Artikel
Registerdaten zur Ermittlung von Leitlinienadhärenz – Analyse der Umsetzung von A-Empfehlungen der S3-Leitlinie Polytrauma/Schwerverletztenversorgung im TraumaRegister DGU®
Suche in Medline nach
Autoren
Veröffentlicht: | 12. März 2024 |
---|
Gliederung
Text
Hintergrund/Fragestellung: Die Leitlinienadhärenz beschreibt den Grad der Konformität zwischen Leitlinienempfehlungen und ihrer praktischen Umsetzung in der Versorgung [1]. Registerdaten bieten eine Möglichkeit, die Adhärenz zu quantifizieren [2]. Die S3-Leitlinie Polytrauma/Schwerverletztenversorgung (LL-Polytrauma) gibt Empfehlungen zur Notfallversorgung von Schwerverletzten. Die tatsächliche Versorgung Schwerverletzter wird im TraumaRegister DGU® (TR-DGU) prospektiv dokumentiert. Ziel der vorliegenden Studie war es, Adhärenz zur LL-Polytrauma (Version 2016) im TR-DGU zu analysieren.
Methoden: Die Population bestand aus Erwachsenen (Alter ≥16 Jahre) mit Schwerverletzung (injury severity score ≥16), die primär in ein deutsches Traumazentrum aufgenommen wurden und für die Daten aus dem TR-DGU vorlagen (Zeitraum 2011–2022; N=141.073). Neun A-Empfehlungen ließen sich über die Daten des TR-DGU abbilden. Für diese wurde jeweils deskriptiv analysiert, welcher Anteil der von der Empfehlung betroffenen Personen die empfohlene Intervention erhalten hat (n/N,%; insgesamt und pro Jahr). Variablen, die mit einer nicht-Adhärenz zusammenhängen, wurden sowohl explorativ im TR-DGU als auch in Diskussion mit klinischen Experten gesucht.
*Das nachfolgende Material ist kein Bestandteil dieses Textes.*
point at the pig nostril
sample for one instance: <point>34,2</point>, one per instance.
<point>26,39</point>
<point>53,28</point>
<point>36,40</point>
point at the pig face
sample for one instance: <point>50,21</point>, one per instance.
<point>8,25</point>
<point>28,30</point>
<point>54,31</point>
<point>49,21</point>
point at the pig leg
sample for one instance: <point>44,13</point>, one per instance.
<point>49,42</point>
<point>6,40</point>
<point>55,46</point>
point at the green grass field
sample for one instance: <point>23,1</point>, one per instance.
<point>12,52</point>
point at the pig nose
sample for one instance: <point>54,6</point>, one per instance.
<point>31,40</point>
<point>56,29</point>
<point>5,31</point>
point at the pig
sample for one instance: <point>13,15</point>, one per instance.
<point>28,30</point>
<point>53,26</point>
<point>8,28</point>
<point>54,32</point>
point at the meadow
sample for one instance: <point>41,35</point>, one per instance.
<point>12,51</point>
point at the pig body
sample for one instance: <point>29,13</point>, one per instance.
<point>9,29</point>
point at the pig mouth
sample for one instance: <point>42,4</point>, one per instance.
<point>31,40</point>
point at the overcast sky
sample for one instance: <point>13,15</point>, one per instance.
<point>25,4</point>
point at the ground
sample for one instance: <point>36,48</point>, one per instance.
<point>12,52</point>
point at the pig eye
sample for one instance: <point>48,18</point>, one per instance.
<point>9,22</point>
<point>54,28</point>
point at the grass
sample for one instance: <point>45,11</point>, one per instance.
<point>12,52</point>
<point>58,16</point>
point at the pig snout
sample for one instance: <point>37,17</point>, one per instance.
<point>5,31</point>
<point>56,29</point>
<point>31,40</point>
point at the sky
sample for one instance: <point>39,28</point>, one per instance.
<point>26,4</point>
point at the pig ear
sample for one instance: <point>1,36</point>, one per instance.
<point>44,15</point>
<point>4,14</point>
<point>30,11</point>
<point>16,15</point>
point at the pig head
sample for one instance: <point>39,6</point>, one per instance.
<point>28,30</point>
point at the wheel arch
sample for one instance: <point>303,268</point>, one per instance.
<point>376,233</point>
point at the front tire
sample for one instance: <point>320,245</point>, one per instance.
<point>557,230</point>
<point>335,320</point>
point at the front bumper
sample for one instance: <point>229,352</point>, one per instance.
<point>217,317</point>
Ergebnisse: Die Adhärenz zur LL-Polytrauma variierte je nach Empfehlung. Hohe Adhärenzraten gab es u.a. bei der prähospitalen endotrachealen Intubation von Patienten mit Apnoe/Schnappatmung (n/N=2.994/3.253, 92,0%; Reduktion von 98,2% in 2011 auf 85,1% in 2022), sowie bei der Nichtverwendung von Humanalbumin zur prähospitalen Volumentherapie (n/N=103.261/113.532, 91,0%; Anstieg von 68,8% in 2011 auf 97,2% in 2022). Niedrige Adhärenzraten wurden u.a. beobachtet bei der prähospitalen Entlastung eines Spannungspneumothorax (n/N=115/246, 46,7%) oder der prähospitalen Gabe von Tranexamsäure bei massiven Blutungen (n/N=2.168/6.705, 32,3%; Anstieg von 7,9% in 2015 auf 41,6% in 2022). Potenzielle Variablen, die mit den Adhärenzraten zusammenhängen, werden diskutiert.
Schlussfolgerung: Die Schwerverletztenversorgung in Deutschland wird für einige Fragestellungen gut durch das TR-DGU abgebildet. Keine der A-Empfehlungen erreichte eine 100%ige Adhärenz. Einige Abweichungen resultieren aus Unschärfen in den erfassten Registerdaten und könnten durch eine verbesserte Dokumentation im Register aufgehoben werden. Tatsächliche Abweichungen können klinisch berechtigt sein [3] oder Hinweise darauf liefern, an welcher Stelle die Leitlinie weiterentwickelt oder ihre Implementierung verbessert werden kann.
Interessenkonflikte: keine
Literatur
- 1.
- Hasenbein U, Wallesch CW. Was ist Leitlinienkonformität? Theoretische und methodische & Überlegungen zu einem aktuellen Konzept der Versorgungsforschung und Qualitätssicherung. Gesundheitswesen. 2007;69(8-9):427-37.
- 2.
- Stattin P. How to survey adherence to guidelines by use of clinical cancer registers. Scand J Urol. 2022;56(4):285-6.
- 3.
- Nothacker MJ. Leitlinienadhärenz - je mehr desto besser?. Urologe A. 2016;55(9):1199-205.